Magneet versus technologische hoogstand
Plaats een reactieAls lid van de richtlijncommissie ICD & levenseinde wil ik reageren op het Praktijkperikel over de man die op zijn sterfbed nog vele stroomstoten van zijn ICD moet verwerken (MC 3/2013: 155). Deze casus onderstreept het belang van de richtlijn, die ieder moment het levenslicht kan zien, en waarin wordt betoogd om het beleid ten aanzien van de ICD met regelmaat te herzien en daarbij niet alleen naar de cardiologisch aspecten te kijken, maar ook naar comorbiditeit en wensen van de patiënt. Dat gesprekken hierover lastig zijn en nog niet overal gebruikelijk zijn, is een feit. Hopelijk helpen de documenten ‘Tijdig bespreekbaar maken van het levenseinde’, die de KNMG in samenwerking met ouderenbonden en NPCF heeft opgesteld. Ook het verschijnen van de richtlijn reanimatie bij kwetsbare ouderen (Verenso) later dit jaar zal hopelijk bijdragen aan het op de kaart zetten van advance care planning.

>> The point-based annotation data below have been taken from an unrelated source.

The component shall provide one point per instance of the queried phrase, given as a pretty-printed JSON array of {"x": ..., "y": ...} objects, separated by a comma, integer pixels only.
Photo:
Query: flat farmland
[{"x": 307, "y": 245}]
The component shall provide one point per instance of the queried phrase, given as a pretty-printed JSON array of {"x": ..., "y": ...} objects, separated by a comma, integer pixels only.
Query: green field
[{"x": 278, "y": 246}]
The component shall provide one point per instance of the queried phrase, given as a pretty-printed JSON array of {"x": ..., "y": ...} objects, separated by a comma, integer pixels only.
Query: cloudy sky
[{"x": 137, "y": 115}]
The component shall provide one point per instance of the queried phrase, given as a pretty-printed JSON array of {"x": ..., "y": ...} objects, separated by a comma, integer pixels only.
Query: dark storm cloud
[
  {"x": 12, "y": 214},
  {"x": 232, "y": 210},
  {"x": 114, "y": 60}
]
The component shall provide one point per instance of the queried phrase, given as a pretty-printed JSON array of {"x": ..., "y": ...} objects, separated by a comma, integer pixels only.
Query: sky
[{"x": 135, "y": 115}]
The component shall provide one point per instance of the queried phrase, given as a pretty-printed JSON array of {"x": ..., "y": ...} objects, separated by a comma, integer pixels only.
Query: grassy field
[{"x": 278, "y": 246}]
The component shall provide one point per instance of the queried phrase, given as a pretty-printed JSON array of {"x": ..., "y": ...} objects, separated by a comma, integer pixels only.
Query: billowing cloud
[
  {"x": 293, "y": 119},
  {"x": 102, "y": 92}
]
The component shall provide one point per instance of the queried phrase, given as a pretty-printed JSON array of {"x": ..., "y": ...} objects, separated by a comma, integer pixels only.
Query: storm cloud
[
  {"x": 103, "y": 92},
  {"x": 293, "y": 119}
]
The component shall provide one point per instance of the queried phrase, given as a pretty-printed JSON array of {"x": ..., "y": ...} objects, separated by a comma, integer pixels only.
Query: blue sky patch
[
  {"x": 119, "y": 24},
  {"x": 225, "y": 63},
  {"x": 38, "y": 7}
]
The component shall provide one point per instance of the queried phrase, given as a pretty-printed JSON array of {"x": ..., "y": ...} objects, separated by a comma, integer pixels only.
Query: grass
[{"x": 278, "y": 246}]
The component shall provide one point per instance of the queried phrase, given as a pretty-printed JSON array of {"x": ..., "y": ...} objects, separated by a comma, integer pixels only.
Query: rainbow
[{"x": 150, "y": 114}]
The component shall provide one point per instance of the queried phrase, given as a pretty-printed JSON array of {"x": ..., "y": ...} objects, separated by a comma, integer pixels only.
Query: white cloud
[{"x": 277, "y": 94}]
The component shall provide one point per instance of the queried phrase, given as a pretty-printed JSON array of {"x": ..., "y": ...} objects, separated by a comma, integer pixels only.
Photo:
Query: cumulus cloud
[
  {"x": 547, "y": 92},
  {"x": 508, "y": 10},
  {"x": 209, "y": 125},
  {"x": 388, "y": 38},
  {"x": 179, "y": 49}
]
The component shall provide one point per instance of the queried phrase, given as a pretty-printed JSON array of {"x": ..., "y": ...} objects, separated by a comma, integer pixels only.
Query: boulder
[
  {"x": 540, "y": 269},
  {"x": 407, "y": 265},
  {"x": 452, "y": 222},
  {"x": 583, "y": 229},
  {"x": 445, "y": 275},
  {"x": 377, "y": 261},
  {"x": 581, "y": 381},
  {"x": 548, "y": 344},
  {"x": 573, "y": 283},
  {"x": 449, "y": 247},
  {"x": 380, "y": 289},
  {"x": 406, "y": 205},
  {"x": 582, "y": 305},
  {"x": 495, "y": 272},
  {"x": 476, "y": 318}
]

In de richtlijn ligt de focus op het tijdig anticiperen – het liefst als patiënt nog mobiel is – en in het ziekenhuis de shockfunctie van de ICD uitzetten. De magneet is slechts bedoeld voor noodgevallen. Door met z’n allen alert te zijn en transmuraal samen te werken, kunnen we zorgdragen voor passende medische zorg tot de dood. Niet primair ingegeven door de kosten, maar vanuit oog voor kwaliteit van leven en kwaliteit van sterven.
Daarnaast wordt ook het beleid voor de diverse pacemakers beschreven. Pacemakers hebben geen shockfunctie en deze hoeft dus niet gedeactiveerd te worden door een magneet.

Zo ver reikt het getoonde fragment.